Prevailing Party, Section 1717: Plaintiff Prevails On Breach Of Contract Claims, But Is Denied Entire Attorney’s Fees Request Of $1.38 Million Due To Lack Of Attorney’s Fees Provision In Contract Under Which It Sued

Plaintiff Was Unable To Demonstrate That Later Contract With Fees Provisions Was Applicable To Earlier Contract Under Which It Sued.

        Applied General Agency, Inc. v. Chinese Community Health Plan, Case No. G055669 (4th Dist., Div. 3 February 27, 2019) (unpublished) involved a Plaintiff insurance agency and a Defendant/Cross-Complainant insurance provider who each sued each other for breach of contract claims arising out of two separate contracts between the parties – a single-page 2002 contract which did not provide for attorney’s fees, and a 13-page 2013 contract which allowed for recovery of attorney’s fees in certain circumstances.

        Plaintiff sued for breach of contract under the 2002 contract for failure to pay commissions required under the contract. It prevailed at trial, with the jury awarding $265,168.00 of Plaintiff’s $1.3 million requested damages.

        Defendant/Cross-Complainant sued under the 2013 contract asserting causes of action against Plaintiff and its broker for quasi-contract and breach of contract for accepting commission payments without first meeting certain commission payment prerequisites contained in the 2013 contract. On the claim for quasi-contract and restitution, the jury found in favor of Plaintiff and its broker. On the claim for breach of contract, the jury found against Plaintiff but in favor of Plaintiff’s broker. Although prevailing in its breach of contract claim against Plaintiff, Defendant/Cross-Complainant was awarded nothing by the jury.

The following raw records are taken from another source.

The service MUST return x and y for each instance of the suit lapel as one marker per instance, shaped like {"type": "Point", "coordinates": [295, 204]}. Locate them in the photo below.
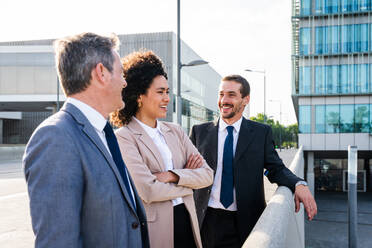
{"type": "Point", "coordinates": [212, 140]}
{"type": "Point", "coordinates": [171, 142]}
{"type": "Point", "coordinates": [89, 130]}
{"type": "Point", "coordinates": [246, 136]}
{"type": "Point", "coordinates": [136, 128]}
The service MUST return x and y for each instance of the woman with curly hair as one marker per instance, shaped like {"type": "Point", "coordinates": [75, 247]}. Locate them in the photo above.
{"type": "Point", "coordinates": [164, 164]}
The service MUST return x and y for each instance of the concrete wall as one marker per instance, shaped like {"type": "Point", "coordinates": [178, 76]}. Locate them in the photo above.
{"type": "Point", "coordinates": [279, 226]}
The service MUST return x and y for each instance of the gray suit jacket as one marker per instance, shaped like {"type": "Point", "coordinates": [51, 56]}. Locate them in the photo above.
{"type": "Point", "coordinates": [77, 196]}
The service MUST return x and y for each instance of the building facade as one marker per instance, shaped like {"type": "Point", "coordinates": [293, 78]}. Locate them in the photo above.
{"type": "Point", "coordinates": [30, 91]}
{"type": "Point", "coordinates": [332, 88]}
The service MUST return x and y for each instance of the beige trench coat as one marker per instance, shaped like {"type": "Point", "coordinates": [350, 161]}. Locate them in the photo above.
{"type": "Point", "coordinates": [143, 158]}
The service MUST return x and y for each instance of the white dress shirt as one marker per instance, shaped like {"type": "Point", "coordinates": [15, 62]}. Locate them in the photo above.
{"type": "Point", "coordinates": [99, 123]}
{"type": "Point", "coordinates": [214, 199]}
{"type": "Point", "coordinates": [158, 138]}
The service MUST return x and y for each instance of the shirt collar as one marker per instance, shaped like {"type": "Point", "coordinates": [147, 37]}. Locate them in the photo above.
{"type": "Point", "coordinates": [236, 125]}
{"type": "Point", "coordinates": [151, 131]}
{"type": "Point", "coordinates": [93, 116]}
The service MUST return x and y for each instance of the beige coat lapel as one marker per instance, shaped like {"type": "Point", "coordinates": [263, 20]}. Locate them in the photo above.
{"type": "Point", "coordinates": [144, 138]}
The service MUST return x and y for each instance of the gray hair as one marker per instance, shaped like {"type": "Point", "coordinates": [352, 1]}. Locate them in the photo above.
{"type": "Point", "coordinates": [76, 56]}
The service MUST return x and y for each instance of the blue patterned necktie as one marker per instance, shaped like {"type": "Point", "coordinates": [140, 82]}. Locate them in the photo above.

        Following trial, Plaintiff and its broker filed a motion for attorney fees of about $1.38 million. They relied on certain indemnification and arbitration provisions in the 2013 contract to support their request. Disagreeing with their position, the trial court denied their request – explaining that the indemnity provisions on which they relied applied only to third party claims, and that Plaintiff was not the prevailing party on the cross-complaint as the jury had found in favor of Defendant/Cross-Complainant even though awarding no damages.

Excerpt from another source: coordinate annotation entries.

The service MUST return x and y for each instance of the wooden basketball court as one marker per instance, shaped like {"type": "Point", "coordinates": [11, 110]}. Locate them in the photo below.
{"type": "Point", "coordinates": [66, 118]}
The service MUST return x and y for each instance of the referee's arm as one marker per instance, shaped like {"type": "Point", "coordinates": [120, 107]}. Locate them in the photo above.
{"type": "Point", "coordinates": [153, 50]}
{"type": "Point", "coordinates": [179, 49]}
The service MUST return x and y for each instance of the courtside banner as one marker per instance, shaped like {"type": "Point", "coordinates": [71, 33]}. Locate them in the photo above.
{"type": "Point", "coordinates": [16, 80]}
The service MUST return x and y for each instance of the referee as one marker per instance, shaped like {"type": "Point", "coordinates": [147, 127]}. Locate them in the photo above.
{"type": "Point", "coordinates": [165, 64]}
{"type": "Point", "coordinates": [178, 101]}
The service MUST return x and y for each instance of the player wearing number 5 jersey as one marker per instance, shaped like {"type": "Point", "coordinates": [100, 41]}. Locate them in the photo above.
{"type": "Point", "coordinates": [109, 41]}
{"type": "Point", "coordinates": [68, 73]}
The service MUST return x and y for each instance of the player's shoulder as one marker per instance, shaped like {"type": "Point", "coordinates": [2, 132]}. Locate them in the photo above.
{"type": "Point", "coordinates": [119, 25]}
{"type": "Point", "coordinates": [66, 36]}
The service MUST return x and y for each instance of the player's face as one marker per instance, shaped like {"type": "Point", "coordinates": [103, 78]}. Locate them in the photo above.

        On appeal, the 4/3 DCA disagreed with the trial court’s assessment of the indemnity provisions – finding them broadly worded enough to encompass the direct litigation between the parties. This finding, however, did not assist Plaintiff and its broker because the 4/3 DCA also found the indemnity provisions in the 2013 contract did not apply to the 2002 contract under which Plaintiff sued. The two contracts had been executed nearly 12 years apart, the 2013 contract covered topics not addressed in the 2002 contract, and the 2013 contract made no reference to the 2002 contract – meaning there was no clear and unequivocal reference that the parties meant for the 2002 contract to be incorporated into the 2013 contract. Therefore, no basis was provided for applying Civil Code section 1717 in this matter, or for reversing the trial court’s order.